Death don’t have no mercy, in this land –Reverend Gary Davis

Sela used her car for everything. It had filled with food wrappers and there was so much rust she could see the road through the floor. But, that car brought her everywhere. The hour drive over the hills to school and to the warehouse where she worked most days. It especially brought her away from her mother’s house where she no longer wanted to live.  Over the summer fuel prices had risen. She had to cut the drive to school. The warehouse closed. She then could only move the car once a day. She found new neighborhoods to park it in so she could sleep. One neighborhood was filled with empty houses. A herd of starving cows moved between the houses, their ribs visible beneath their skin as they moved over the muddy ground. Sela had grown used to the footprints of raccoons on her car window in the morning.  The pale casts of tracks showing the movements of the raccoons while she slept.
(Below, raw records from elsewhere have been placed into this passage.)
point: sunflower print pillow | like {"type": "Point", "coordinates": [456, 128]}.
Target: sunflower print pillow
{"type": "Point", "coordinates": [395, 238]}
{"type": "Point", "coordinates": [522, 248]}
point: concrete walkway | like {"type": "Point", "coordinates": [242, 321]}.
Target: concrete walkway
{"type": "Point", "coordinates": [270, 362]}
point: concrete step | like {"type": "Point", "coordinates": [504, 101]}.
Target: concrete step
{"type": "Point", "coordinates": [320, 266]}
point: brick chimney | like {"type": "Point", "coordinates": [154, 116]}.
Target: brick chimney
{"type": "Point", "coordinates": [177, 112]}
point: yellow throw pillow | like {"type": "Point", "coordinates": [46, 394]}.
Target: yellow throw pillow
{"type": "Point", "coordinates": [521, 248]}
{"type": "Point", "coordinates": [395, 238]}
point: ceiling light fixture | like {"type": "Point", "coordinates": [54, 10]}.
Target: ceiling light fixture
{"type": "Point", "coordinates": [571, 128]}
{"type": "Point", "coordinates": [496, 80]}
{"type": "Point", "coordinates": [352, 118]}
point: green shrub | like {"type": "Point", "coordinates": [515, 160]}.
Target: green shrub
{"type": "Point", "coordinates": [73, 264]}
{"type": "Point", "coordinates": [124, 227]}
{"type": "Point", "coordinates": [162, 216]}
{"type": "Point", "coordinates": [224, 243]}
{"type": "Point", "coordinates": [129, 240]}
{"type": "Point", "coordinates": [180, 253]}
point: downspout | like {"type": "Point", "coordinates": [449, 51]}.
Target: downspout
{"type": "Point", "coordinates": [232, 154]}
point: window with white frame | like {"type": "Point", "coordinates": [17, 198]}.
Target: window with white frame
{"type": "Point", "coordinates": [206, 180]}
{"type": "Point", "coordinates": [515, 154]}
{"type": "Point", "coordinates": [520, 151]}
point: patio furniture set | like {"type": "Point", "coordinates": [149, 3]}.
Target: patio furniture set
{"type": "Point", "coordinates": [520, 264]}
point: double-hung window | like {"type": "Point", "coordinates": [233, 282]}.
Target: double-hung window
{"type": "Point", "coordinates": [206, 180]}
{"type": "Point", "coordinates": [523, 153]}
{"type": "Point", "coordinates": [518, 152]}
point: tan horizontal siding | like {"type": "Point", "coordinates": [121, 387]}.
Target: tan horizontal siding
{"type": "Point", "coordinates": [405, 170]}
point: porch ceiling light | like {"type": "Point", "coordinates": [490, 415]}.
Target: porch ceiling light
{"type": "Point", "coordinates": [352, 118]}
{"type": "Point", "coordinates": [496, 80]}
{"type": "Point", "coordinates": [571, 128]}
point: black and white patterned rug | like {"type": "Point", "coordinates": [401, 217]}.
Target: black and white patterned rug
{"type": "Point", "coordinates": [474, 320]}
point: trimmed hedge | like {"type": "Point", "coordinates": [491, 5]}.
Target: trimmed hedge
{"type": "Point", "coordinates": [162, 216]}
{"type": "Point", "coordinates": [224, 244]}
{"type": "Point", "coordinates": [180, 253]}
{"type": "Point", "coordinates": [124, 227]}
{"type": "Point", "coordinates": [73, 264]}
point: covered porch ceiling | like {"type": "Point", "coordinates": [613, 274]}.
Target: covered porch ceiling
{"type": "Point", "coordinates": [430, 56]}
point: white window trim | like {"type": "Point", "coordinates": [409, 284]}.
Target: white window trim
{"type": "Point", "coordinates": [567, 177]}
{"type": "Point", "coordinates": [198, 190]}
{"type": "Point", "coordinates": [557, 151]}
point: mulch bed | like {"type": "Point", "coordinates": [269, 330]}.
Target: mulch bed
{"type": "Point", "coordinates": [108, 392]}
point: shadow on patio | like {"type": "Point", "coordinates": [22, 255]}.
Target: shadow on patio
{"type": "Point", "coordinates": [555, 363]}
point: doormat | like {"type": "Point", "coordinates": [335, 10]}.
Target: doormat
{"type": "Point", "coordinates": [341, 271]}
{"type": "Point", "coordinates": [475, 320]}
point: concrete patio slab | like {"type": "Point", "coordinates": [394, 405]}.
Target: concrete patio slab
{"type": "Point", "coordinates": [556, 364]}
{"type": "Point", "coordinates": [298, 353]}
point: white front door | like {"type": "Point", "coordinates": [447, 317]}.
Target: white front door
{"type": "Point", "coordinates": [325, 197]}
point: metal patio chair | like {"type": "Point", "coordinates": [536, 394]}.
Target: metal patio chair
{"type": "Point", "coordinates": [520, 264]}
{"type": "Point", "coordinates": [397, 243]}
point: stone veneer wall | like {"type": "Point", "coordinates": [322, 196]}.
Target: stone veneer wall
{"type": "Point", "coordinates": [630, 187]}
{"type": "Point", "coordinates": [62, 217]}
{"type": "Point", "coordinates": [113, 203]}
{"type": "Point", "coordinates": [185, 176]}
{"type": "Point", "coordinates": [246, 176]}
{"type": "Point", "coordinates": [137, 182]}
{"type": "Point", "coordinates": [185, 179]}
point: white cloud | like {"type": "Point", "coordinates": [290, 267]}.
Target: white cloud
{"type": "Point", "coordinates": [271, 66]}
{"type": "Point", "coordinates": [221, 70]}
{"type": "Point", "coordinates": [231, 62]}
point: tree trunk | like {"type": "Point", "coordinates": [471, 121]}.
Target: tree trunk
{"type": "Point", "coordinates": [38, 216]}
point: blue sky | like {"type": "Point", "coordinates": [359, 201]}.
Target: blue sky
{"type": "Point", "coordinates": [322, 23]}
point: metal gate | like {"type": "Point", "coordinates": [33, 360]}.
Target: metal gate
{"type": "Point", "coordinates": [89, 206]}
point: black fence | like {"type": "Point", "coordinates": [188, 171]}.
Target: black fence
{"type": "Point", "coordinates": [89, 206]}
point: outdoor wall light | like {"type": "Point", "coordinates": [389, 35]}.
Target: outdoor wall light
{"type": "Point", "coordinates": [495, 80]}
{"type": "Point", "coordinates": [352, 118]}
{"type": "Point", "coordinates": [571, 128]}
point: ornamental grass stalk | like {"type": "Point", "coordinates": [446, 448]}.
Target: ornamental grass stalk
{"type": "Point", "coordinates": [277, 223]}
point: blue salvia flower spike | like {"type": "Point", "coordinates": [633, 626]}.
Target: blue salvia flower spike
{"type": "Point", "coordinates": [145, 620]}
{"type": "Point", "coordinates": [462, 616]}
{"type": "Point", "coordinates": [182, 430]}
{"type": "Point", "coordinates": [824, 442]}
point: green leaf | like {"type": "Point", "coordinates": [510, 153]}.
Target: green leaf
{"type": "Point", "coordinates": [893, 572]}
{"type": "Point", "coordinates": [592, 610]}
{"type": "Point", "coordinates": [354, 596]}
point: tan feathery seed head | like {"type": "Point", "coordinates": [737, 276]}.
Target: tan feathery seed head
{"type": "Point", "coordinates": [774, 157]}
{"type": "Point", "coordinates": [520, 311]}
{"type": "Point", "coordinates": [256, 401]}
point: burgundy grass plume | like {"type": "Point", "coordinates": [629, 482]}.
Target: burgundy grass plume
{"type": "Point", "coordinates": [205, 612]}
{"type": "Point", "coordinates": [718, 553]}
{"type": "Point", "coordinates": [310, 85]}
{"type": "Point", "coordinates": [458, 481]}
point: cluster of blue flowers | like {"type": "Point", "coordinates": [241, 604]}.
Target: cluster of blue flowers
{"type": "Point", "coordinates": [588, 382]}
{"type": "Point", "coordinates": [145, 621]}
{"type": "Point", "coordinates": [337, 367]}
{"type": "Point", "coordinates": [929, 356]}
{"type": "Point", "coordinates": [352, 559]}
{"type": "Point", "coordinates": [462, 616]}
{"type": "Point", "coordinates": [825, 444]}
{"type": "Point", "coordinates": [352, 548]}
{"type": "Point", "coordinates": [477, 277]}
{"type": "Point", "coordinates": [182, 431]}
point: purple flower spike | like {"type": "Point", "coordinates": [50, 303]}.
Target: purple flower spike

Anti Balacka Christian youth loot the Muslim market.
The happy song makes me so happy
 Can twerking revive classical music?
Grateful Dead member warns against drug use.

Religion, it’s not a leap of faith, it’s high functioning autism.
-Eugene Mirman

I built a robot for sadness. I gave it tear ducts so real that salt tears could pour down its immobile features. I began to tell it my darkest secrets. That I now longer loved my country and never really did, that I wished I knew for sure that the engine of the world was running down so we could enjoy one last fuck in the park, that only food made me happy, that I never loved anyone over myself and was sure no one else did either, I had forgotten to brush my teeth in the morning for a week, my clothing no longer fit and fell of my frame, and I had woken up for a couple of days with bloodstains on my pillow, that I hoped these tears would form a map to a new land, and that every morning I wished the world was wiped away.
The robot snuck out of its hidey-hole and began telling my neighbors all my secrets. All the shit I thought about them and everyone else. As I tracked down the robot I found my neighbors just shrugged their shoulders and didn’t care. Everyone told everyone all their secrets everyday already, and they had grown deaf to that sort of thing.



ISIS moved a convoy of two hundred vehicles past Abu Ghraib. Black flags fluttered in the hot wind.


Operation cherry blossoms at night was a proposed plan to fly kamikaze planes filled plague fleas into San Diego. The operation was approved but never carried out.